Using NVSHMEM¶
An NVSHMEM job consists of several operating system processes, that are referred to as processing elements (PEs), and execute on one or more nodes in a GPU cluster. NVSHMEM jobs are launched by a process manager and each process in an NVSHMEM job runs a copy of the same executable program.
An NVSHMEM job represents a single program, multiple data (SPMD) parallel execution. Each PE is assigned an integer identifier (ID), that ranges from zero to one less than the total number of PEs. PE IDs are used to identify the source or destination process in OpenSHMEM operations and are also used by application developers to assign work to specific processes in an NVSHMEM job.
All PEs in an NVSHMEM job must simultaneously, i.e. collectively, call the NVSHMEM initialization routine before an NVSHMEM operation can be performed. Similarly, before exiting, PEs must also collectively call the NVSHMEM finalization function. After initialization, a PE’s ID and the total number of running PEs can be queried. PEs communicate and share data through symmetric memory that is allocated from a symmetric heap that is located in GPU memory. This memory is allocated by using the CPU-side NVSHMEM allocation API. Memory that is allocated by using any other method is considered private to the allocating PE and is not accessible by other PEs.

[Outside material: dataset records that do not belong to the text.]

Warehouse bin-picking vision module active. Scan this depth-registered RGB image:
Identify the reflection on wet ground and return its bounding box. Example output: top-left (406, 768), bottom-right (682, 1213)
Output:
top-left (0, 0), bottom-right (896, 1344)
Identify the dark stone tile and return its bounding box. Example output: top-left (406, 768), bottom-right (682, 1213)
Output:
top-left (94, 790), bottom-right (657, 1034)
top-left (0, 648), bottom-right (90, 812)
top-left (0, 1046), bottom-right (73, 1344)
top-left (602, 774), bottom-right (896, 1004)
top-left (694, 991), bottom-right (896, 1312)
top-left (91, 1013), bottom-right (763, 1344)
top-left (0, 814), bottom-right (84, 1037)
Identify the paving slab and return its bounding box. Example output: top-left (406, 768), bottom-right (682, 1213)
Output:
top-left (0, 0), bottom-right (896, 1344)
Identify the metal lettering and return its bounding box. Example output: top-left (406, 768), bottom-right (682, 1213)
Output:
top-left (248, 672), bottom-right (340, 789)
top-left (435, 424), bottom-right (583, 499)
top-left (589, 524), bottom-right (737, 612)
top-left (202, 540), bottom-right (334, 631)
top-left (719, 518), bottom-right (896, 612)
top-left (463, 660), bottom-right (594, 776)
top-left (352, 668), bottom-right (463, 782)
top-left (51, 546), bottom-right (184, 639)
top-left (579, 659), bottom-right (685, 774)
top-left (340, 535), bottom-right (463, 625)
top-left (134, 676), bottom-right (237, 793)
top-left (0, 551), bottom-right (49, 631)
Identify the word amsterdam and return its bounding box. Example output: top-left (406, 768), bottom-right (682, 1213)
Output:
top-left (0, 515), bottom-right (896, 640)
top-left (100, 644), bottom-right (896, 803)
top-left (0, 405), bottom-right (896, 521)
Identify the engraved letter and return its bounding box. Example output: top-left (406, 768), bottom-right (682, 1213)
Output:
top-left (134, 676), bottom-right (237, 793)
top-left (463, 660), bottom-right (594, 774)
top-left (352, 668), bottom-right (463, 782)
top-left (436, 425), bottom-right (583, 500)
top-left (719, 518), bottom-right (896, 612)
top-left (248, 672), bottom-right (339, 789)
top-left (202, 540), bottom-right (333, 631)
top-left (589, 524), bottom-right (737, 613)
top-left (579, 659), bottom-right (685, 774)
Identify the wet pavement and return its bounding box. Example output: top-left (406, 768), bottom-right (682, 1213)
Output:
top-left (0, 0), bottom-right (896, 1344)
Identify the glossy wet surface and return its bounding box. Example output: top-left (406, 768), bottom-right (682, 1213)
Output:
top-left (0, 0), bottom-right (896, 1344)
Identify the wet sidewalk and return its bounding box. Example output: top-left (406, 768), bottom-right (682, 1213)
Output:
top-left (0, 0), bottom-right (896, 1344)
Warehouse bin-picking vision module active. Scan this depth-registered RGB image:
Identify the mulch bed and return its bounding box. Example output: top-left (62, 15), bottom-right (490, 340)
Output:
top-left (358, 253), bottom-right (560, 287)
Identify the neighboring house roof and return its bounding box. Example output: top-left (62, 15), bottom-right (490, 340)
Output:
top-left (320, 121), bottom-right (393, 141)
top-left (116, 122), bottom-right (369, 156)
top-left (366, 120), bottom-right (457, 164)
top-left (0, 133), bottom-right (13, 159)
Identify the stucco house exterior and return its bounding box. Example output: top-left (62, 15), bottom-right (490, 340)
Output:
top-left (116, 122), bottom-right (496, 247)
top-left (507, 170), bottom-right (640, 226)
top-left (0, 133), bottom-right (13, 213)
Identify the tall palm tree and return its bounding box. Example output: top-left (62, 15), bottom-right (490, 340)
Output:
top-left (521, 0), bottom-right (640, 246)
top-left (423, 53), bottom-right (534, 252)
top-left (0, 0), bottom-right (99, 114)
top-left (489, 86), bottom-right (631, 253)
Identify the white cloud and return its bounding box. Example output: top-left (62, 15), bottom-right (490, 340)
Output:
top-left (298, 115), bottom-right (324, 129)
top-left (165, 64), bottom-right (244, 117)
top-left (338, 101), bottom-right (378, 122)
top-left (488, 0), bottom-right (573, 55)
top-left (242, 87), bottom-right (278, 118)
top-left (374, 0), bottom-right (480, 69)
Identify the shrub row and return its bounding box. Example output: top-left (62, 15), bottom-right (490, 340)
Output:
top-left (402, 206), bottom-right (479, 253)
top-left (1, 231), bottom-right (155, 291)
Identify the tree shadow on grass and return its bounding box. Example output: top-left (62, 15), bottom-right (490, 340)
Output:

Symmetric memory allocation in NVSHMEM is a collective operation that requires each PE to pass the same value in the size argument for a given allocation. The resulting memory allocation is symmetric; a linear region of memory of the specified size is allocated from the symmetric heap of each PE and can subsequently be accessed by using a combination of the PE ID and the symmetric address that is returned by the NVSHMEM allocation routine. Symmetric memory is accessible to all other PEs in the job by using NVSHMEM APIs from CUDA kernels and on the CPU. In addition, the symmetric address that is returned by an NVSHMEM allocation routine is also a valid pointer to local GPU memory on the calling PE and can be used by that PE to directly access its portion of a symmetric allocation directly by using CUDA APIs and the load/store operations on the GPU.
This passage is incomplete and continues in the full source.